CEPH Troubleshooting
This is not official documentation for AutomationSuite
Identify if CEPH is unhealthy
If ceph objectstore is not consumable , the dependent application will become unhealthy. You can run below command to identify Unhealthy Pods in the system
kubectl get pod -A -o wide | grep --color -P '([0-9])/\1|Completed' -v
Tools required for debugging
-
rook-ceph-tools
-
s3cmd (one can use sf-k8-utils-rhel to spawn a temp pod for s3cmd)
-
Run these commands on any server node
OBJECT_GATEWAY_INTERNAL_IP="rook-ceph-rgw-rook-ceph"

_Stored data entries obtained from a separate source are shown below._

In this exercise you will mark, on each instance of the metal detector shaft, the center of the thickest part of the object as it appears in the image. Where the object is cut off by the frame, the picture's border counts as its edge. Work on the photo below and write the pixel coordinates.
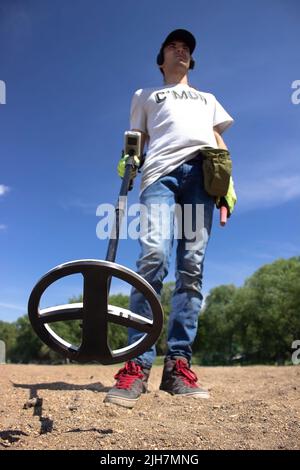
(119, 214)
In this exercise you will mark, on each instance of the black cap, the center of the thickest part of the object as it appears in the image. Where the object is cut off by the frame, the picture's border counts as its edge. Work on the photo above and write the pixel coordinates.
(181, 35)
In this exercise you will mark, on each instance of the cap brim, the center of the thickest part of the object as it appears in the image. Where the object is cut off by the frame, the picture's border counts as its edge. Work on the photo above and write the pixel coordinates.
(181, 35)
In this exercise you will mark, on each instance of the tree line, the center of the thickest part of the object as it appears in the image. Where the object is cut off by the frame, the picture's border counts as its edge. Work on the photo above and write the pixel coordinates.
(253, 324)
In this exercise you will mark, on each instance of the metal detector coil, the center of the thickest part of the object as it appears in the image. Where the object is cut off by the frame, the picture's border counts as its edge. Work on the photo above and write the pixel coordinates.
(94, 312)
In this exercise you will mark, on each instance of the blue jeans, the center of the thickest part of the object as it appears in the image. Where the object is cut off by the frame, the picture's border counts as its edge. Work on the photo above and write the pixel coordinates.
(181, 190)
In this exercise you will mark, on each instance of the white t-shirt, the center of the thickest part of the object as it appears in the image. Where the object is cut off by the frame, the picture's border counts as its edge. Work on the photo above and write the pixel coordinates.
(179, 120)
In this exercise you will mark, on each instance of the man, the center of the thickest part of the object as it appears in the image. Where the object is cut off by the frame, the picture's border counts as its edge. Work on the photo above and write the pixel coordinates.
(176, 121)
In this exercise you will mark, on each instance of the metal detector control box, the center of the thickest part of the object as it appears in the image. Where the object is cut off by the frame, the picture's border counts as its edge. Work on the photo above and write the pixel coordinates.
(133, 143)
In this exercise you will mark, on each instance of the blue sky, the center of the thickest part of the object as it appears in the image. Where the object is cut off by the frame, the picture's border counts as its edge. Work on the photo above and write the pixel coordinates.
(70, 68)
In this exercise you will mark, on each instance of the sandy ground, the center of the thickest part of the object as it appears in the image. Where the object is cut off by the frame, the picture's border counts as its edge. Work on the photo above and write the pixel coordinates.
(61, 407)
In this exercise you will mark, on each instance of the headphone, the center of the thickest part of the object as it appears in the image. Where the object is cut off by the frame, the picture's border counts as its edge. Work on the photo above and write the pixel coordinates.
(160, 60)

OBJECT_GATEWAY_INTERNAL_HOST=$(kubectl -n rook-ceph get services/$OBJECT_GATEWAY_INTERNAL_IP -o jsonpath="{.spec.clusterIP}")
OBJECT_GATEWAY_INTERNAL_PORT=$(kubectl -n rook-ceph get services/$OBJECT_GATEWAY_INTERNAL_IP -o jsonpath="{.spec.ports[0].port}")

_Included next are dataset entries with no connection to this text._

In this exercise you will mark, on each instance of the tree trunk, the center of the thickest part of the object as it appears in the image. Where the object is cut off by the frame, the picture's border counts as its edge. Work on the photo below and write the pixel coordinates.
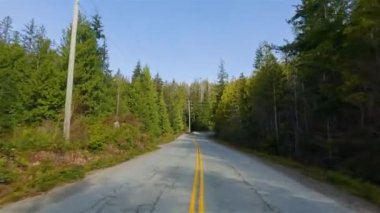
(275, 117)
(296, 129)
(329, 138)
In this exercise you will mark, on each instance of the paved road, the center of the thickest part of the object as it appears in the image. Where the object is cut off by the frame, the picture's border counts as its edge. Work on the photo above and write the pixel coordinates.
(180, 177)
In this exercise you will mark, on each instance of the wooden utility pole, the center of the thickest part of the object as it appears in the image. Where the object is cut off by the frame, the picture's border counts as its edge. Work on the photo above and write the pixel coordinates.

STORAGE_ACCESS_KEY=$(kubectl -n rook-ceph get secret ceph-object-store-secret -o json | jq '.data.OBJECT_STORAGE_ACCESSKEY' | sed -e 's/^"//' -e 's/"$//' | base64 -d)
STORAGE_SECRET_KEY=$(kubectl -n rook-ceph get secret ceph-object-store-secret -o json | jq '.data.OBJECT_STORAGE_SECRETKEY' | sed -e 's/^"//' -e 's/"$//' | base64 -d)
echo "export AWS_HOST=$OBJECT_GATEWAY_INTERNAL_HOST"
echo "export AWS_ENDPOINT=$OBJECT_GATEWAY_INTERNAL_HOST:$OBJECT_GATEWAY_INTERNAL_PORT"
echo "export AWS_ACCESS_KEY_ID=$STORAGE_ACCESS_KEY"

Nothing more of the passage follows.